從辛蘤沂的咖啡店回到住所的路上,她始終能鎮定地和雷傑閒話家常,沒有掀起半點久別重逢的激動,不過在返家後,僅是個吻,便粉碎了她強行偽裝的鎮定。
從蜻蜓點水到糾纏,從相擁到赤裸,由客廳到床上,兩人火熱地翻滾糾纏,共赴巫山。數個鐘頭過去後,激情讓兩人相擁著不住地喘息,但兩具身軀依舊緊緊交纏,不願分開。
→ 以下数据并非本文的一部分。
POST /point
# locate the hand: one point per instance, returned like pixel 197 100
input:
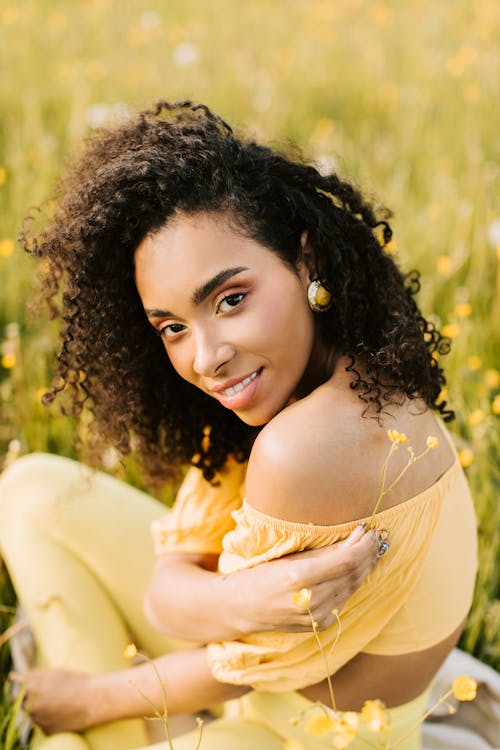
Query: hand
pixel 58 700
pixel 264 594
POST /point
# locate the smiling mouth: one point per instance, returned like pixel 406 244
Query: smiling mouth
pixel 234 389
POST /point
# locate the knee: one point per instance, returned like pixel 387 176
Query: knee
pixel 32 484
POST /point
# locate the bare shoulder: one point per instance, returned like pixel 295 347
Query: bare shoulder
pixel 309 464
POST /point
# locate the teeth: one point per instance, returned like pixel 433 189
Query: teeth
pixel 239 386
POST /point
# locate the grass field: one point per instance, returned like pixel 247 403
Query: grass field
pixel 401 97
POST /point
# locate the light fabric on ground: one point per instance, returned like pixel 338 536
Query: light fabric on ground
pixel 78 547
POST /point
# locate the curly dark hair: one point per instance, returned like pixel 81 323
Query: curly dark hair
pixel 180 157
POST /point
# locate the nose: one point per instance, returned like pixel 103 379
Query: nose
pixel 210 353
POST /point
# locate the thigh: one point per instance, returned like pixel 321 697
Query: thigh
pixel 226 734
pixel 100 521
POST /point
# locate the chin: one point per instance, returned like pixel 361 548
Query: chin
pixel 253 421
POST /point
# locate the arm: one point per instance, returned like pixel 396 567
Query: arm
pixel 61 700
pixel 257 599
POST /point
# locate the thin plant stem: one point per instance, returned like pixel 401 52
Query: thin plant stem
pixel 337 635
pixel 200 724
pixel 415 726
pixel 383 474
pixel 322 652
pixel 165 710
pixel 412 460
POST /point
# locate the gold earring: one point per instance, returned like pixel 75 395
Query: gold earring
pixel 318 296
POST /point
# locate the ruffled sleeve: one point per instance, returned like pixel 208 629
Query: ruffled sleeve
pixel 290 661
pixel 201 514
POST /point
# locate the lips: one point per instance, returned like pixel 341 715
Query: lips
pixel 237 393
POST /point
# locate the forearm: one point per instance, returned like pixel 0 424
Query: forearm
pixel 184 677
pixel 190 602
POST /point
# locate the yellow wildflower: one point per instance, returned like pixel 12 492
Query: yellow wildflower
pixel 130 651
pixel 464 688
pixel 466 457
pixel 302 598
pixel 293 745
pixel 6 248
pixel 474 363
pixel 472 92
pixel 495 406
pixel 319 725
pixel 373 713
pixel 444 265
pixel 476 417
pixel 345 728
pixel 391 247
pixel 397 437
pixel 323 127
pixel 463 309
pixel 451 330
pixel 8 361
pixel 492 378
pixel 443 394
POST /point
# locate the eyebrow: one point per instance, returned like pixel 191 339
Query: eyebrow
pixel 202 292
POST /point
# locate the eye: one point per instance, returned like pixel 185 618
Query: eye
pixel 231 301
pixel 170 329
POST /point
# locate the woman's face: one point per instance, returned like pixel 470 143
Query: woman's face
pixel 233 317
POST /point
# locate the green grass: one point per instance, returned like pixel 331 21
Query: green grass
pixel 403 97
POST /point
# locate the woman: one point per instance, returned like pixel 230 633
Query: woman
pixel 292 342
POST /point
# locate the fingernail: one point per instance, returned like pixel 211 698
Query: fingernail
pixel 382 548
pixel 357 532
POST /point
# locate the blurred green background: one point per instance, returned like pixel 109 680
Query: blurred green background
pixel 401 97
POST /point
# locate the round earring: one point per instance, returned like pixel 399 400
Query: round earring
pixel 318 296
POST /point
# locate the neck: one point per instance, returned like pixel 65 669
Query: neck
pixel 320 368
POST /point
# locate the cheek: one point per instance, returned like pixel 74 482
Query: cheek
pixel 180 360
pixel 288 326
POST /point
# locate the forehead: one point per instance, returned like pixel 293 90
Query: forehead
pixel 192 249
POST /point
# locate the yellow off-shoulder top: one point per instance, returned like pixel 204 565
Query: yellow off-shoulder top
pixel 415 596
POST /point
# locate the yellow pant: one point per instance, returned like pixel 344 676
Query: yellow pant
pixel 78 548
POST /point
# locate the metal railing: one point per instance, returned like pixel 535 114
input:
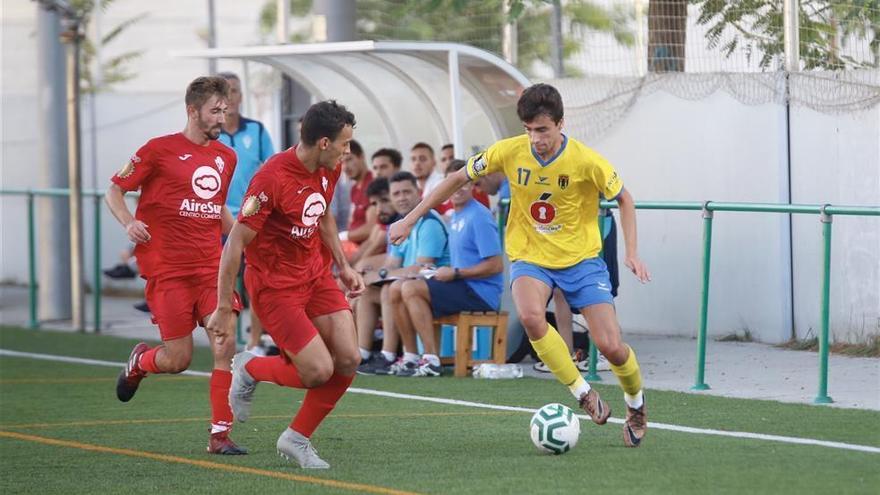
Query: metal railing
pixel 31 195
pixel 825 212
pixel 708 208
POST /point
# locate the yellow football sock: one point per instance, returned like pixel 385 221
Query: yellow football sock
pixel 553 351
pixel 629 374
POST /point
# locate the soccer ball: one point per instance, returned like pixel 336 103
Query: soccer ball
pixel 555 429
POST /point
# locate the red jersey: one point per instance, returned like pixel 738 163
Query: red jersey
pixel 284 204
pixel 183 188
pixel 359 201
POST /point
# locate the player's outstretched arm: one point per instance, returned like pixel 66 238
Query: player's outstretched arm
pixel 136 230
pixel 226 220
pixel 222 321
pixel 628 223
pixel 353 280
pixel 399 230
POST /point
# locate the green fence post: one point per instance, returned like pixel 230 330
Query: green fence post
pixel 822 397
pixel 700 383
pixel 96 293
pixel 32 262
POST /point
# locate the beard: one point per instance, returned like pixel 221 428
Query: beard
pixel 211 132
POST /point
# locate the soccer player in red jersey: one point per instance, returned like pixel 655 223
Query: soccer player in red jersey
pixel 283 227
pixel 176 229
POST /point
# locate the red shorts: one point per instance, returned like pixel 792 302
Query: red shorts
pixel 179 304
pixel 286 313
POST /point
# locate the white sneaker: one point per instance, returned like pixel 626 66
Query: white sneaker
pixel 602 364
pixel 293 446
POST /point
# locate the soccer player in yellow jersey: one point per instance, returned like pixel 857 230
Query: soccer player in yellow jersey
pixel 553 240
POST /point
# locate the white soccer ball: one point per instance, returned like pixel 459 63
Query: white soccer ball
pixel 555 429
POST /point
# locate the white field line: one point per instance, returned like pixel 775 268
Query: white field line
pixel 455 402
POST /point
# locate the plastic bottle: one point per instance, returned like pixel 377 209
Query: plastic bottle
pixel 497 371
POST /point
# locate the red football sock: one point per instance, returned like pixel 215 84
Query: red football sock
pixel 274 369
pixel 147 362
pixel 318 403
pixel 221 413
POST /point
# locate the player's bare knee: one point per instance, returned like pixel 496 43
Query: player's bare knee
pixel 408 289
pixel 533 321
pixel 225 350
pixel 616 352
pixel 179 363
pixel 347 363
pixel 316 375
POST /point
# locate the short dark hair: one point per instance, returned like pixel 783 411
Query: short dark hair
pixel 423 146
pixel 540 99
pixel 392 154
pixel 356 148
pixel 203 88
pixel 403 176
pixel 455 166
pixel 228 75
pixel 378 187
pixel 324 119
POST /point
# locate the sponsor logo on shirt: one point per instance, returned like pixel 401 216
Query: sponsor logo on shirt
pixel 612 181
pixel 563 181
pixel 206 182
pixel 199 209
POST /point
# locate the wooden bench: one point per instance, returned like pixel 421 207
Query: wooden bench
pixel 464 337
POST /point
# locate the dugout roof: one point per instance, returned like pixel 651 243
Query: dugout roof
pixel 402 92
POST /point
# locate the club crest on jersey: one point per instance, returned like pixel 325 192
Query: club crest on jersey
pixel 478 164
pixel 251 206
pixel 563 181
pixel 313 209
pixel 543 212
pixel 206 182
pixel 126 171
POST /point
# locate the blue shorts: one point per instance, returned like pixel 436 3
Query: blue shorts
pixel 584 284
pixel 450 298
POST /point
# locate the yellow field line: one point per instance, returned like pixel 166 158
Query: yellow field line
pixel 60 381
pixel 344 485
pixel 110 422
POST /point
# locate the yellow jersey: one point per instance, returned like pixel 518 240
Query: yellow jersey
pixel 554 205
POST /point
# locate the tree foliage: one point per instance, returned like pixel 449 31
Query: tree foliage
pixel 756 26
pixel 113 70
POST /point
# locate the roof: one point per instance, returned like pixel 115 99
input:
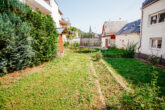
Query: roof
pixel 148 2
pixel 112 27
pixel 133 27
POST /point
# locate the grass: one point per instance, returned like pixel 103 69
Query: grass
pixel 137 72
pixel 65 83
pixel 112 52
pixel 112 91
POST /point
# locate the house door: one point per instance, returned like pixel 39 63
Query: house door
pixel 106 43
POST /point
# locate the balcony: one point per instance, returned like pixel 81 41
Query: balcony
pixel 42 5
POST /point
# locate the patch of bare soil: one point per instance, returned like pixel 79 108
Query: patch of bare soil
pixel 11 78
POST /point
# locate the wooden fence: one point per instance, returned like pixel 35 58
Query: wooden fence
pixel 90 42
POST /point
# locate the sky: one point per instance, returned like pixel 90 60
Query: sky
pixel 85 13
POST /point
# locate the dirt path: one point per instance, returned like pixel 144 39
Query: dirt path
pixel 98 87
pixel 117 77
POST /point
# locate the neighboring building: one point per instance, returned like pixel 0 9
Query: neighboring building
pixel 51 7
pixel 129 34
pixel 153 28
pixel 109 30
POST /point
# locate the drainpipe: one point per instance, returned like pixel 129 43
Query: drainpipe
pixel 141 29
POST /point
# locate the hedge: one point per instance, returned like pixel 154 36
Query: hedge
pixel 27 37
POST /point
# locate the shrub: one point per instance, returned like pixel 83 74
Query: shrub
pixel 145 97
pixel 97 56
pixel 129 51
pixel 154 59
pixel 76 45
pixel 66 44
pixel 42 30
pixel 16 43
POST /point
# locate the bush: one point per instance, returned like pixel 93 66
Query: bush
pixel 129 51
pixel 145 97
pixel 76 45
pixel 97 56
pixel 66 44
pixel 37 26
pixel 154 59
pixel 16 43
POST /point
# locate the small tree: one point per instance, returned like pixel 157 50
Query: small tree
pixel 16 51
pixel 130 50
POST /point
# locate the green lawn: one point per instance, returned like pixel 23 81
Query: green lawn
pixel 136 71
pixel 65 83
pixel 111 89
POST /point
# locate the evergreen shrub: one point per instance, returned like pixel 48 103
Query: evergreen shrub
pixel 33 30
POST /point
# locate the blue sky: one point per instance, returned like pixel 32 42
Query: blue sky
pixel 86 13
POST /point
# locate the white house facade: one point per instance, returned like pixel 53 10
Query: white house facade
pixel 48 7
pixel 109 30
pixel 129 34
pixel 153 28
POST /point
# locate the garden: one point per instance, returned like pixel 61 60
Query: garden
pixel 27 38
pixel 78 80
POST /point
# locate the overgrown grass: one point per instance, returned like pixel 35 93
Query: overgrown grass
pixel 65 83
pixel 112 52
pixel 136 71
pixel 112 91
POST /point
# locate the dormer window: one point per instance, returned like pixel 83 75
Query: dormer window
pixel 154 19
pixel 157 18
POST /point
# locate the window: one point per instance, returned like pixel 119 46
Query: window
pixel 159 44
pixel 157 18
pixel 153 45
pixel 156 43
pixel 154 19
pixel 162 17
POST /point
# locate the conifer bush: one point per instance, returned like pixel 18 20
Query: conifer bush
pixel 16 50
pixel 27 38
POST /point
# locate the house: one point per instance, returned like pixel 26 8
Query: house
pixel 51 7
pixel 153 28
pixel 129 34
pixel 109 30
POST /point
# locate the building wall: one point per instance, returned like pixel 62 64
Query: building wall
pixel 104 40
pixel 55 13
pixel 51 9
pixel 152 31
pixel 123 40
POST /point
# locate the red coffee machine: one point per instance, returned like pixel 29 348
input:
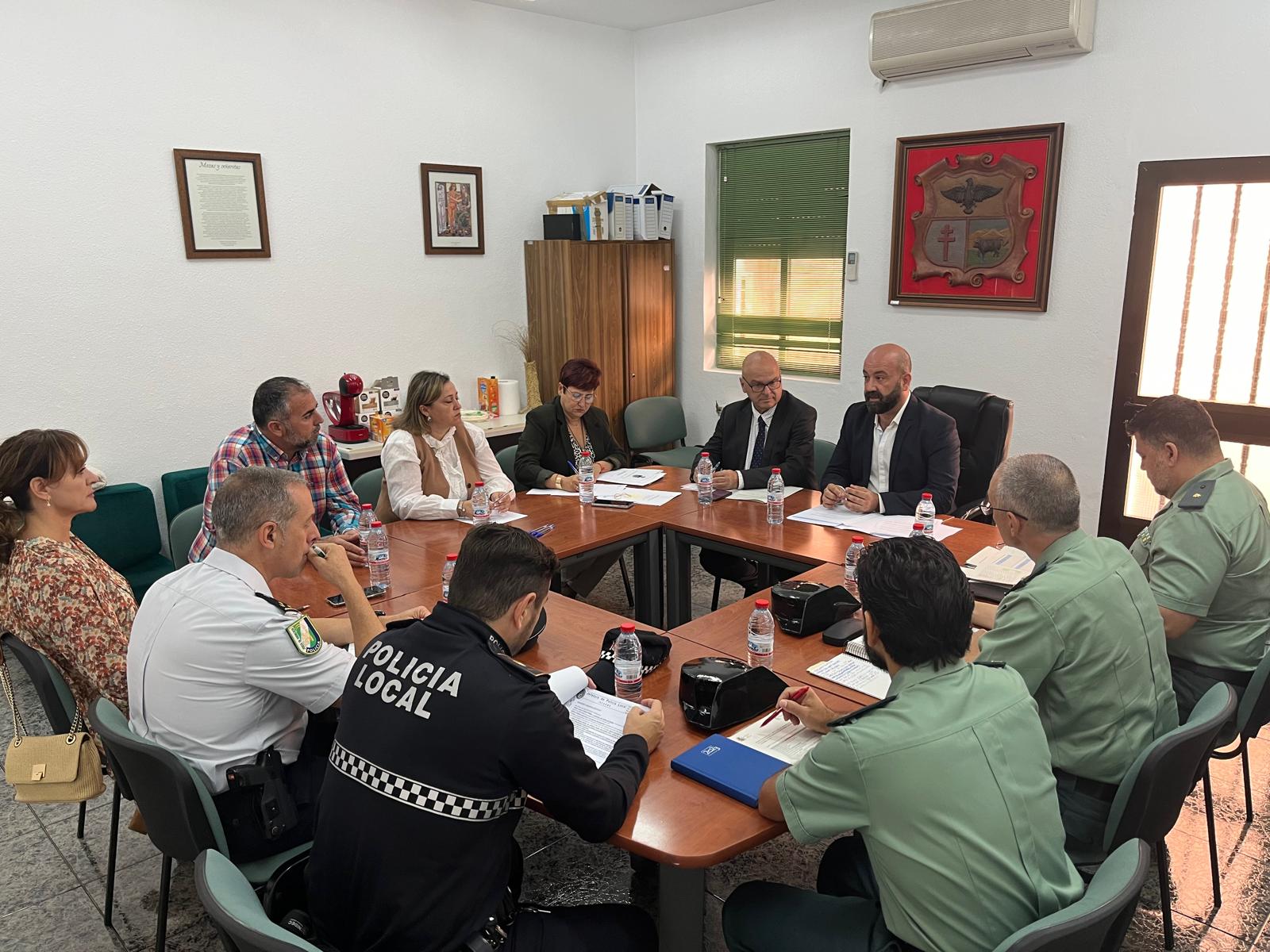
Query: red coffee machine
pixel 342 410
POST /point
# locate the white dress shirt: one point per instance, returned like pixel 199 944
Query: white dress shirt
pixel 404 482
pixel 215 677
pixel 753 436
pixel 884 442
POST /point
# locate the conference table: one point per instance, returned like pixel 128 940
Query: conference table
pixel 683 825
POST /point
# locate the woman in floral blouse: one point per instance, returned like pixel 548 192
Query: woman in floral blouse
pixel 56 594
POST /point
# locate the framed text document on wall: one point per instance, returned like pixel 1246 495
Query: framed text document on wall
pixel 221 203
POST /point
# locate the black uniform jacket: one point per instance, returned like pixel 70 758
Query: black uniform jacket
pixel 438 744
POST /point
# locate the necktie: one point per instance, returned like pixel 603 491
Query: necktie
pixel 756 459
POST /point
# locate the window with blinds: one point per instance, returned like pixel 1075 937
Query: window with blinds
pixel 783 236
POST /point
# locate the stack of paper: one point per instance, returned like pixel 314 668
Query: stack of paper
pixel 633 478
pixel 851 672
pixel 780 739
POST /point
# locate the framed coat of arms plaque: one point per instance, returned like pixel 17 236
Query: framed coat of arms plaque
pixel 973 221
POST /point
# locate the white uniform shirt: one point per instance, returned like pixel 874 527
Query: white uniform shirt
pixel 404 482
pixel 884 442
pixel 753 437
pixel 215 677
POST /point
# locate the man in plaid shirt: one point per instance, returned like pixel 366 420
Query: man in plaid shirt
pixel 287 435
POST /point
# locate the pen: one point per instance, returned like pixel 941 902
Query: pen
pixel 795 697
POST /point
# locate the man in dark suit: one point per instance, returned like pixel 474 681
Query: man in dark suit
pixel 768 428
pixel 893 447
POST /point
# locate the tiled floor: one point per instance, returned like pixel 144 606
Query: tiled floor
pixel 52 885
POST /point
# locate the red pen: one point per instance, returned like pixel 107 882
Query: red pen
pixel 795 697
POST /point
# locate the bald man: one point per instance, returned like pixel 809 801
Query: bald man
pixel 893 447
pixel 768 428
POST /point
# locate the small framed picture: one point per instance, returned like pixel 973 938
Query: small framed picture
pixel 221 203
pixel 454 216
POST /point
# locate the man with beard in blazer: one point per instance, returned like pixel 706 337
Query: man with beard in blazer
pixel 893 447
pixel 770 428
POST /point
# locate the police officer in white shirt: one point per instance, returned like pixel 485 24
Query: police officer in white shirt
pixel 225 676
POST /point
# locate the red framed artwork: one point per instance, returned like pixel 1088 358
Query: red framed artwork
pixel 973 220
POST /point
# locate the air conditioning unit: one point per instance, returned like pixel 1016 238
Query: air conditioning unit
pixel 956 35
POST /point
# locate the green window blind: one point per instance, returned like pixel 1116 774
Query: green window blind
pixel 783 236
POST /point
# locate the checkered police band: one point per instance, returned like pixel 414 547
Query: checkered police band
pixel 419 795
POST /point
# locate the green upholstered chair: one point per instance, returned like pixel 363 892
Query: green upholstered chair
pixel 823 450
pixel 656 422
pixel 181 816
pixel 183 489
pixel 182 532
pixel 1098 920
pixel 237 911
pixel 124 530
pixel 366 486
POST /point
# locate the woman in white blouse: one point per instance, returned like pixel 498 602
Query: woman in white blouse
pixel 432 457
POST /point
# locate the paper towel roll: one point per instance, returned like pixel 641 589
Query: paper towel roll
pixel 508 397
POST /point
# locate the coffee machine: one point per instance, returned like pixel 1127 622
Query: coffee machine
pixel 342 410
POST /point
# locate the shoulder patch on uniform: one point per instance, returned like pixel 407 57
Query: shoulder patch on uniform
pixel 521 670
pixel 1199 495
pixel 856 715
pixel 304 636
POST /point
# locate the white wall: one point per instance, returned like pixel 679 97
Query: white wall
pixel 1168 79
pixel 152 359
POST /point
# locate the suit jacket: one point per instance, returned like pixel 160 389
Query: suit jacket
pixel 787 443
pixel 545 450
pixel 926 457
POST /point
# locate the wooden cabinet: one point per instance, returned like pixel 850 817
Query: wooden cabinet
pixel 611 301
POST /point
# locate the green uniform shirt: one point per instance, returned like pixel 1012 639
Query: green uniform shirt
pixel 949 784
pixel 1086 636
pixel 1208 554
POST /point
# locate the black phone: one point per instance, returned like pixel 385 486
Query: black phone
pixel 337 601
pixel 615 503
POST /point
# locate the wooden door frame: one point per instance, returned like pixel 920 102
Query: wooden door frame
pixel 1235 423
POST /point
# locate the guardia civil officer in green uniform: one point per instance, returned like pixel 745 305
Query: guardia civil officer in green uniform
pixel 1083 632
pixel 1206 554
pixel 946 784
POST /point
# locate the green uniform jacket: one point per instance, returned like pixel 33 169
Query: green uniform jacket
pixel 1086 636
pixel 949 784
pixel 1208 554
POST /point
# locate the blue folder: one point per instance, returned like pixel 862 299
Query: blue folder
pixel 729 767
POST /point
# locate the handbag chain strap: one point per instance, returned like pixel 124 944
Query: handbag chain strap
pixel 19 729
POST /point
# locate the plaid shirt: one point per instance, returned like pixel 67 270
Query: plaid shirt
pixel 321 465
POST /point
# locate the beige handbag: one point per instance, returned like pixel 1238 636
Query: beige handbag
pixel 64 768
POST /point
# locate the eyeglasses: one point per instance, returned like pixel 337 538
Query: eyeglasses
pixel 987 508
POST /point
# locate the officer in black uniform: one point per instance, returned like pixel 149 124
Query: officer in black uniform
pixel 442 736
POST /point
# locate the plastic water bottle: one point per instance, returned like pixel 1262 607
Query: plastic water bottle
pixel 448 573
pixel 761 635
pixel 364 524
pixel 705 480
pixel 925 514
pixel 629 664
pixel 480 503
pixel 775 498
pixel 849 565
pixel 587 480
pixel 378 555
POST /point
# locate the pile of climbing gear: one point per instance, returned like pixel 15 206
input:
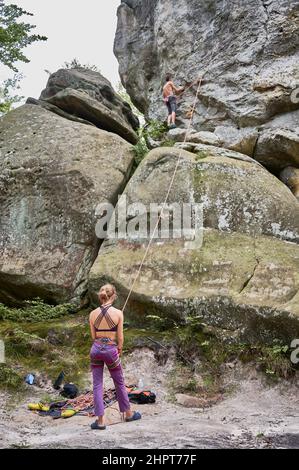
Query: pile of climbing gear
pixel 83 404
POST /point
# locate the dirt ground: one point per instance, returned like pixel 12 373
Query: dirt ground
pixel 253 415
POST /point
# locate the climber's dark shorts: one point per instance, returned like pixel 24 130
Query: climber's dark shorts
pixel 171 104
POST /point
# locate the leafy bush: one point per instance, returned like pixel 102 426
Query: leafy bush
pixel 35 310
pixel 9 377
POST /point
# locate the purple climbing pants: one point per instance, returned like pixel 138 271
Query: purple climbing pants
pixel 106 353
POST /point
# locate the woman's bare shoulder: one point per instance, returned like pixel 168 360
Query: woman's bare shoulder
pixel 94 313
pixel 118 312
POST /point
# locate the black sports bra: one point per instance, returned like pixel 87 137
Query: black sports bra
pixel 104 314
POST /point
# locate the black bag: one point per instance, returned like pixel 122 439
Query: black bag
pixel 69 391
pixel 142 397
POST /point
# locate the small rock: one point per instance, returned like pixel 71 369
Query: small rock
pixel 189 401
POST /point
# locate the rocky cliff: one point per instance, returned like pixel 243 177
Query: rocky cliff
pixel 60 156
pixel 66 152
pixel 248 54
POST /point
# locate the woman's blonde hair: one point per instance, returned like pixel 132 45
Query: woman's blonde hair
pixel 106 293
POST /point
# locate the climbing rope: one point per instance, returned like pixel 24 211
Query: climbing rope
pixel 167 196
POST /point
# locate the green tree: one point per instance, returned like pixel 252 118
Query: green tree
pixel 7 95
pixel 15 35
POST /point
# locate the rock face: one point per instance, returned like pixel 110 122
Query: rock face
pixel 54 172
pixel 248 53
pixel 243 278
pixel 87 95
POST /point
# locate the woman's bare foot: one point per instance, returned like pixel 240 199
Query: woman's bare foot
pixel 129 414
pixel 101 421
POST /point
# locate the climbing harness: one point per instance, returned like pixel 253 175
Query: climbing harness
pixel 166 198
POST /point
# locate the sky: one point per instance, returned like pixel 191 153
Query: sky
pixel 75 29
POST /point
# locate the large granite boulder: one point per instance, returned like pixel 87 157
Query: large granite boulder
pixel 248 53
pixel 88 95
pixel 243 278
pixel 53 174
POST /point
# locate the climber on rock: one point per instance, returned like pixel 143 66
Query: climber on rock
pixel 169 98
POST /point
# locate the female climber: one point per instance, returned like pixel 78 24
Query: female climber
pixel 169 98
pixel 106 326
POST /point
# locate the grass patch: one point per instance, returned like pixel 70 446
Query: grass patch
pixel 35 310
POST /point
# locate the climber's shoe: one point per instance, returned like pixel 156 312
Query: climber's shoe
pixel 68 413
pixel 136 415
pixel 38 407
pixel 96 425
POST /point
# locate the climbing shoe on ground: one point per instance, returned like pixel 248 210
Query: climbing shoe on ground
pixel 135 416
pixel 68 413
pixel 38 407
pixel 96 425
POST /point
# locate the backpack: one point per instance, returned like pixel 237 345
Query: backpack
pixel 142 397
pixel 69 391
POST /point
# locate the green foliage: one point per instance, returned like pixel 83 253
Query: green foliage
pixel 15 35
pixel 167 143
pixel 9 377
pixel 155 129
pixel 75 64
pixel 35 310
pixel 7 96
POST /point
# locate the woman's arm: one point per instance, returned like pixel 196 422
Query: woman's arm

三年了,她透過管道得知雷傑的蛻變與成就,明白今日的他已非當年的青澀小毛頭。
然而不變的是初戀。
相思成災,同時適用於她,及他。
「我從不知道你可以如此熱情。」他一直以為,她的體溫終年維持在攝氏負二七三·一五度。
即使激動,也不會突破冰點。
可事實並不然。
「我也不知道你是如此的……經驗豐富,還以為你會是處男。」翻身趴在他身上,她覺得這樣比較舒服,「說吧!幾歲開的葷?」
「十六歲左右。」依稀記得是位金髮綠眸的高年級學姊。
拉起被單,少了纏綿時的激情熱度,室溫似乎下降了許多,雷傑不希望她被冷著。
她的軀體,輿她的強勢永遠不相稱,太過纖瘦了。
「嘖!輸了。」
卓月榛早已不是處女,十八歲生日那天,她便迫不及待地拉了比自己年紀還大的學弟上床,將那道父母給她的清白印記毀掉,無關豪放,她求的不過就是一絲解脫罷了。
十八年變調的青春,對她來說,夠了。
「連這種事你也要比。」雷傑笑著,輕柔地撥開她披散在他臉上的烏絲。
二十八歲的她,正是最成熟嫵媚的時候,儘管她的冷血依舊,但在理性後頭,她的感性不再只限於藝術。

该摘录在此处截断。